Tuesday, January 17, 2017

Motion Sickness Is Genetic

For as long as I can remember, I've been the victim of motion sickness.  It was difficult for me to ride in a car as a child, sitting in the back seat, crushed between brothers and a sister, with little to no view of where we were going.  Hell for me was the obligatory weekend sojourn just about every summer of my youth through the winding roads of West-By-God-Virginia to "Camp".  Mom tried everything from having me sing songs to take my mind off of the trip to eating saltines.  As I became more familiar with the ride, the motion sickness lessened.  It wasn't long after that Camp got sold and we never went back.  Such is my life.

Even today, it is sometimes hard for me to be a passenger in a car.  So far, though, I've never been sick on an airplane or a cruise ship.  However riding on the L makes me nauseous, now and then; there are times I have to step off the train for air, then wait to catch the next one.  Certain rides in amusement parks are strictly off-limits.  And I am persona non grata on Space Mountain in Disneyland a few years ago.  

Last year, the consumer genetics firm 23AndMe issued the first ever genome-wide association study of motion sickness.

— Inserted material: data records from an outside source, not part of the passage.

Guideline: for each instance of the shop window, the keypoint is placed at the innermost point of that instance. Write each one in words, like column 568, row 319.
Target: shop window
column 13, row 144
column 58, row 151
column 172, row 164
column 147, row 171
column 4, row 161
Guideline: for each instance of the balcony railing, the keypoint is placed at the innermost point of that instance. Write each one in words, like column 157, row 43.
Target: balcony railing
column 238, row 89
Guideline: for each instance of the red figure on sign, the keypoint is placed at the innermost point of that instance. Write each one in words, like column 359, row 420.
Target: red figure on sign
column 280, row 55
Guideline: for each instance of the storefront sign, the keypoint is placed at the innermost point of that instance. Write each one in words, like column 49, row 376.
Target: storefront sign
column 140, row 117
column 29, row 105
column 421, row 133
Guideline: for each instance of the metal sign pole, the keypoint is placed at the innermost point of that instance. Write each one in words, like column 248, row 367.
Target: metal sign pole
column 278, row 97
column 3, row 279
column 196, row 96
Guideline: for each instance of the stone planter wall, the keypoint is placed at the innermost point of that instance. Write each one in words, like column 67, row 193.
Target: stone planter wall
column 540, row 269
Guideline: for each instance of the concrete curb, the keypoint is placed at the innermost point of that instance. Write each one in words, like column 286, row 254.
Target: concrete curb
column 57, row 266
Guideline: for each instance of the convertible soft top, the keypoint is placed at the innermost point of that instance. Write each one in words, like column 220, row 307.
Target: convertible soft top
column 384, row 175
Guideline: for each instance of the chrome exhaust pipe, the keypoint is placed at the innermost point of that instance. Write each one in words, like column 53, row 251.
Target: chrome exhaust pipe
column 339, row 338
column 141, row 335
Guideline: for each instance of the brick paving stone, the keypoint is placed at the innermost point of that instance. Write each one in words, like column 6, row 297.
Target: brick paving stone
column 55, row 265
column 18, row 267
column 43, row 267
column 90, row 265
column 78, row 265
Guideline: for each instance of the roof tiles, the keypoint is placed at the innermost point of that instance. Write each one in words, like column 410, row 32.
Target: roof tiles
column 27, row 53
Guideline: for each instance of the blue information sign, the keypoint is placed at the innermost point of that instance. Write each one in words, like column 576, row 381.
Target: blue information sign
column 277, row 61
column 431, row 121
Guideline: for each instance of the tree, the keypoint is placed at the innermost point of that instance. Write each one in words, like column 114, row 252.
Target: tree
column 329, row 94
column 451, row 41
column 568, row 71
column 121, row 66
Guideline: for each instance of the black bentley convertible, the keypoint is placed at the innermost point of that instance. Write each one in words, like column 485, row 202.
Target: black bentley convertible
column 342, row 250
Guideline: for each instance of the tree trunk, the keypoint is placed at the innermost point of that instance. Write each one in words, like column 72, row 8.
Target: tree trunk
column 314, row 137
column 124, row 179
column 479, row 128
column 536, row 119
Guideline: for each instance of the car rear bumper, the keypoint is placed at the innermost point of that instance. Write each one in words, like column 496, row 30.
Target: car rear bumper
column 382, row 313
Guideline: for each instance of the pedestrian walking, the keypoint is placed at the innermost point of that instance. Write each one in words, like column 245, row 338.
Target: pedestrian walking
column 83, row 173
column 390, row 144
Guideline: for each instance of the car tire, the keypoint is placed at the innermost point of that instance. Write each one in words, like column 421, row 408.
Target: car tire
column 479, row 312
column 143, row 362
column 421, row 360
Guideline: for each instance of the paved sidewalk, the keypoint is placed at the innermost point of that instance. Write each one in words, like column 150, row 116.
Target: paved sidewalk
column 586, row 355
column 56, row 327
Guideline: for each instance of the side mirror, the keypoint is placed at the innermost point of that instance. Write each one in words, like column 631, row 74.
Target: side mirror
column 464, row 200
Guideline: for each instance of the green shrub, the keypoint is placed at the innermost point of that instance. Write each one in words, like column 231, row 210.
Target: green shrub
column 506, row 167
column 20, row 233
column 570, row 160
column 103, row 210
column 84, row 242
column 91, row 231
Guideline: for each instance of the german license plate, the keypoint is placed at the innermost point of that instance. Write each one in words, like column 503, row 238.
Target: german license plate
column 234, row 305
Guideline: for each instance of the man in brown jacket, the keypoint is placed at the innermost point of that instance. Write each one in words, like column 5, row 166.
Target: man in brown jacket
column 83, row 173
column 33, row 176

The study, published in Oxford Journals’ Human Molecular Genetics is the first to reveal the genetic variants of motion sickness and involved 80,000 consenting customers who had submitted material to 23AndMe to be genetically analyzed.

That's right - you can blame motion sickness on your parents.

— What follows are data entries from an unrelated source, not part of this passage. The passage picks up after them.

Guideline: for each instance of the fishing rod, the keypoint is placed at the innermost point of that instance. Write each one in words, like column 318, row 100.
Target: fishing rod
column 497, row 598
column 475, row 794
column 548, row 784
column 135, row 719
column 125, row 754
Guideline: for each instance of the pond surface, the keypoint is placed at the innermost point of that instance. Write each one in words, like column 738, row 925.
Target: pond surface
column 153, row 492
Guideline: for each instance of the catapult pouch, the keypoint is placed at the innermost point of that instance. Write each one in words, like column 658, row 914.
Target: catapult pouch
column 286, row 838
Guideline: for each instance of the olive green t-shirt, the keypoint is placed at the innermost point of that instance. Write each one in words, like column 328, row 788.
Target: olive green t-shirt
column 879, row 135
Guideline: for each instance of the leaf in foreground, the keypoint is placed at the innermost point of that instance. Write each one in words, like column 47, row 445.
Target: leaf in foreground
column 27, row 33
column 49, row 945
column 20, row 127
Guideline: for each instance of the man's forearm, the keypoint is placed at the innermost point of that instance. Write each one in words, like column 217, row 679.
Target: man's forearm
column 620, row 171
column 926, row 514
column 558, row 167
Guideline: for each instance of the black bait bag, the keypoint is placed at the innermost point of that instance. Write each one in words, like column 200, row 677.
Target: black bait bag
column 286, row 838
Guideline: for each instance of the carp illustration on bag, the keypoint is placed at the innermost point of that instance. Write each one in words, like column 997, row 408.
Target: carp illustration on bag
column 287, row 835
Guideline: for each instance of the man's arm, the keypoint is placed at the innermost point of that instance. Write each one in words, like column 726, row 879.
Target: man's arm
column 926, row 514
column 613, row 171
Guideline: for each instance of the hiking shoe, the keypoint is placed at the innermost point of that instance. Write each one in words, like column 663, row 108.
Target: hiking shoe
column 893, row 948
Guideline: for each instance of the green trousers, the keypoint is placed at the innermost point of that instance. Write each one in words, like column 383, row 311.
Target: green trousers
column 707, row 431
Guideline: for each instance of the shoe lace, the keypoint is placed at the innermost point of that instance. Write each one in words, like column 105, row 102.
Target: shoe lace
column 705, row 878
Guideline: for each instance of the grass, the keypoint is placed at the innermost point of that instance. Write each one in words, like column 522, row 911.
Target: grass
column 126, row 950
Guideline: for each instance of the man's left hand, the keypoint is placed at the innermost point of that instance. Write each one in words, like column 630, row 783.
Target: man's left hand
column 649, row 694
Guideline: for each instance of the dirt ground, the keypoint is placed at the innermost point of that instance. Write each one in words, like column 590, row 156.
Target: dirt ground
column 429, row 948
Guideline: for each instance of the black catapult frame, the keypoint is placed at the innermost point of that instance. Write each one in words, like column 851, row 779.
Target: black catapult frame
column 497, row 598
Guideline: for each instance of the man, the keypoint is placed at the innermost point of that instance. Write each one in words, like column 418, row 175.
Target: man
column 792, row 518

Given that roughly one in three people are affected by motion sickness, the study is obviously valuable—and given the highly hereditary nature of motion sickness effects, mapping genetic effects of motion sickness is a perfect fit for 23AndMe. Results from the study have estimated that up to 70% of the variation in risk for motion sickness is due to genetics.  And it found 35 genetic factors associated with motion sickness that are statistically significant when compared with the whole human genome instead of just looking at particular genes. 

Many of these factors are in or near genes involved in balance and eye, ear, and cranial development—meaning motion sickness likely triggers effects in these areas. They even found that several of these factors had the potential to hit women harder, potentially tripling motion sickness' effect on those systems. The study also confirmed that people suffering motion sickness are more prone to migraines, vertigo, morning sickness, and are poor sleepers. Overall, the results pointed toward the importance of the nervous system in motion sickness and a possible role for glucose levels in motion-induced nausea and vomiting.

My brother Matt is afflicted with motion sickness as well, but to my knowledge, our younger brother Mike and sister Kim are not.  Genetics is a fickle thing - just like I am the only one with green eyes, heart issues, and hair loss.

But I am the best looking one.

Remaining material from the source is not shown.